Q1 – Are you really exposing the full C ABI through a simple wrapper layer? Yes. Motivated by the official binding, we moved from an adhoc rule based export list to our current “A∩B” pipeline: we scan mujoco.h/mjspec.h for all MJAPI declarations, intersect that with llvm-nm output from libmujoco.a, and auto-generate the mjwf* wrappers plus the EXPORTED_FUNCTIONS list. This gets us very close to the full public C ABI, with only a few systematic exclusions (non-core prefixes, variadics without *_v versions). On the JS side we treat the build as a plain Emscripten module and call functions via wasmExports/ccall/cwrap instead of Embind.

Q2 – Why use a plain C-ABI flow instead of Embind? We wanted something simple, direct, and fully automated: a clean C ABI, auto-generated wrappers, and a repeatable build flow for every MuJoCo version. (And to be honest, we know less about Embind.) Embind is richer but also more complex; our approach keeps the JS layer minimal and lets downstream projects choose their own TS/TypedArray style. It’s also easier to customize: changing what gets exported or how wrappers behave is mostly about adjusting the generator inputs, not hand-editing C++ bindings.

Q3 – What are the WASM sizes?Uncompressed, for current forge tags: – 3.2.5: mujoco.wasm ~2.6 MB, mujoco.js ~0.28 MB – 3.3.7: mujoco.wasm ~2.8 MB, mujoco.js ~0.38 MB – 3.3.8-alpha: mujoco.wasm ~2.7 MB, mujoco.js ~0.19 MB

Q4 – How does the C-ABI build perform compared to Embind? Our earlier benchmarks (3.3.8-alpha, emsdk 4.0.10, Node 22) showed mj_step/mj_forward running at almost the same cost in both builds: ~0.5–0.7 µs per step once warm. The differences show up in micro-benchmarks: calling wrappers directly via wasmExports and batching C entrypoints gives the C-ABI build lower JS↔WASM overhead for very small functions, while Embind pays extra for marshaling and object wrappers. These numbers are early/rough, so we treat them as directional rather than final.

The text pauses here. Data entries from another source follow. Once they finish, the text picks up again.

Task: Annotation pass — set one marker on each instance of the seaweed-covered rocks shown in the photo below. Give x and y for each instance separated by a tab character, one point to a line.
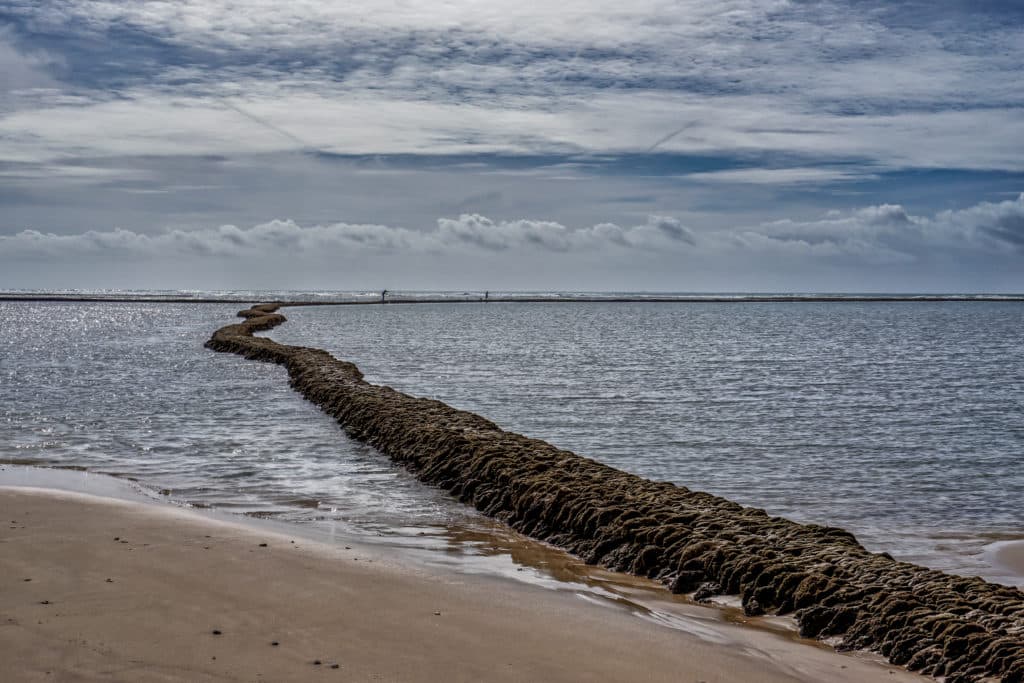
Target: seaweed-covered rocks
938	624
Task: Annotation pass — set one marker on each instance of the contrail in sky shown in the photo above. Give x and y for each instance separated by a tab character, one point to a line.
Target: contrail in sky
266	124
670	136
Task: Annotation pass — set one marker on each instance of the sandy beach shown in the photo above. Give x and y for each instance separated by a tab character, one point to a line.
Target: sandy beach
1010	555
97	588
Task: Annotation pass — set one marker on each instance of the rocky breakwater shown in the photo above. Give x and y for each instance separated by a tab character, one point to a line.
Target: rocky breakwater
962	629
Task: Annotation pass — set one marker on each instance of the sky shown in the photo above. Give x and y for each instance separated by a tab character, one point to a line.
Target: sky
694	145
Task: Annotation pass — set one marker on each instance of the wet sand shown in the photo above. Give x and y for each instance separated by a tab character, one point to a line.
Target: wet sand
1010	555
100	588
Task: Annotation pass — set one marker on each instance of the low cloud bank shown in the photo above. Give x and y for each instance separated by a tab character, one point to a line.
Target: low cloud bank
877	233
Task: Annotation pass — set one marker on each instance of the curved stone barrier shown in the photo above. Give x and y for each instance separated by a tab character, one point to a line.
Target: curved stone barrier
938	624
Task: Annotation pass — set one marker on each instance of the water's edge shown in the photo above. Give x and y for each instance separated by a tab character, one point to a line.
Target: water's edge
932	622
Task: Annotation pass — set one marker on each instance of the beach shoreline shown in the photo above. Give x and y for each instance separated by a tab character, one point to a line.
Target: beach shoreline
176	577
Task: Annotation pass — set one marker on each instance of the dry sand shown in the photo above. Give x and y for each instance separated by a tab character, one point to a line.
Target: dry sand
94	588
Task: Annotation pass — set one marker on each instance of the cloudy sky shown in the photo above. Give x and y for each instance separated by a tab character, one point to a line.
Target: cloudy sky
690	145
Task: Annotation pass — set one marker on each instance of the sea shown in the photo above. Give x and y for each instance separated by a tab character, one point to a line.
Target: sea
899	420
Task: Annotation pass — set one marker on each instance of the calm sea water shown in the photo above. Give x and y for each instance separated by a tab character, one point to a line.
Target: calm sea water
902	422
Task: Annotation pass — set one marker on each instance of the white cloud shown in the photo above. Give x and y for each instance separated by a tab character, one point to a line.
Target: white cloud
884	233
512	77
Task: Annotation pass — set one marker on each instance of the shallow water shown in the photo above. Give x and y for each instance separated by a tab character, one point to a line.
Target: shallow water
900	422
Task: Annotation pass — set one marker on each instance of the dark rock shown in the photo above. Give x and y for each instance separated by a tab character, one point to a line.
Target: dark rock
956	627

Q5 – How do multi-version support and reproducible builds work? Forge’s CI builds 3.2.5, 3.3.7, and 3.3.8-alpha using the same toolchain (emsdk 4.0.10 + Node 20). For each version we clone MuJoCo by tag/commit, regenerate ABI metadata, generate wrapper exports, and run smoke/regression/mesh tests. We treat dist// inside the repo as the source of truth: maintainers build and commit it, and a separate verification workflow rebuilds everything in a clean environment and runs diff -ru after normalizing a few timestamp fields. This guarantees that consumers (including mujoco-wasm-play) can trust dist// to be reproducible and stable.

Q6 – What is mujoco-wasm-play?mujoco-wasm-play is a full frontend application built on top of mujoco-wasm-forge outputs. It loads dist// via a forgeBase URL parameter and runs fully in the browser with no backend. The goal is to approach the UI and workflow of MuJoCo’s Simulate, but it’s still an demo and under active development rather than a complete version.

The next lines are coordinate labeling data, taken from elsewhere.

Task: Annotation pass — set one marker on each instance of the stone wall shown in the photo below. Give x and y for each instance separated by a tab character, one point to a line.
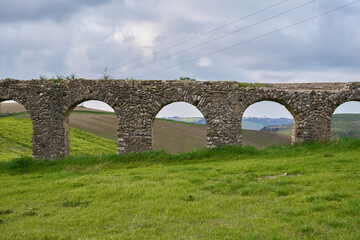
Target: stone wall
136	104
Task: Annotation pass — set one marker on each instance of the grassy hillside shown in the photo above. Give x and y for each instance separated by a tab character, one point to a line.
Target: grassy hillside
172	136
346	125
293	192
16	139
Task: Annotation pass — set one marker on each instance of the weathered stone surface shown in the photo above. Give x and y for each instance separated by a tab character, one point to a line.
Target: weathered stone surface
136	104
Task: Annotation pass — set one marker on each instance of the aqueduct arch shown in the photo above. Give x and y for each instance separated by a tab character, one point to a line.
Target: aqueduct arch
136	104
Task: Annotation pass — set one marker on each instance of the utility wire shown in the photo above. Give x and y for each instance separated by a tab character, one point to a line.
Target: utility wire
225	35
196	37
252	39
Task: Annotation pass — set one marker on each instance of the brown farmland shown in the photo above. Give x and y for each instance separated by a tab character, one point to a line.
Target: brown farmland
171	136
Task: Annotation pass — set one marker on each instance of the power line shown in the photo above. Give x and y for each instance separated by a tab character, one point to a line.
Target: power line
225	35
252	39
198	36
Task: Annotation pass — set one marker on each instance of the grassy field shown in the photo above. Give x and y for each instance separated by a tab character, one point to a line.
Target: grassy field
16	140
171	136
293	192
342	125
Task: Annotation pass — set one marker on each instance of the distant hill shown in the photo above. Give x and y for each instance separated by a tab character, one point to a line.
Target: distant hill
196	120
254	123
343	125
251	123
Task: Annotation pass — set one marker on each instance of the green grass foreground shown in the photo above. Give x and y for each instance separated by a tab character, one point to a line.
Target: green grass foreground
308	191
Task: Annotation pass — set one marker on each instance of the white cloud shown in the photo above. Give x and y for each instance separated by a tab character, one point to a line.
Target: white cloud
204	62
85	36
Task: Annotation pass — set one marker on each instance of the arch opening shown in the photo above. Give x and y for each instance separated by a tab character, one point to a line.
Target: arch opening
16	131
345	121
91	129
267	123
179	127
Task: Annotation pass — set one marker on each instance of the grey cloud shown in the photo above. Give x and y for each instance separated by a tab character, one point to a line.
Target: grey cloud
57	10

lshdlut avatar Nov 26 '25 14:11 lshdlut

Cool! Hopefully, it's a useful alternative for the cases where the official bindings don't cut it. Typescript support would be nice too.

I'm interested to see what it'll look like when/if the official team gets OpenGL rendering of the main viewer working in WASM.

zalo avatar Nov 27 '25 05:11 zalo

@lshdlut Thanks for the extremely interesting details! You've done a really great job :)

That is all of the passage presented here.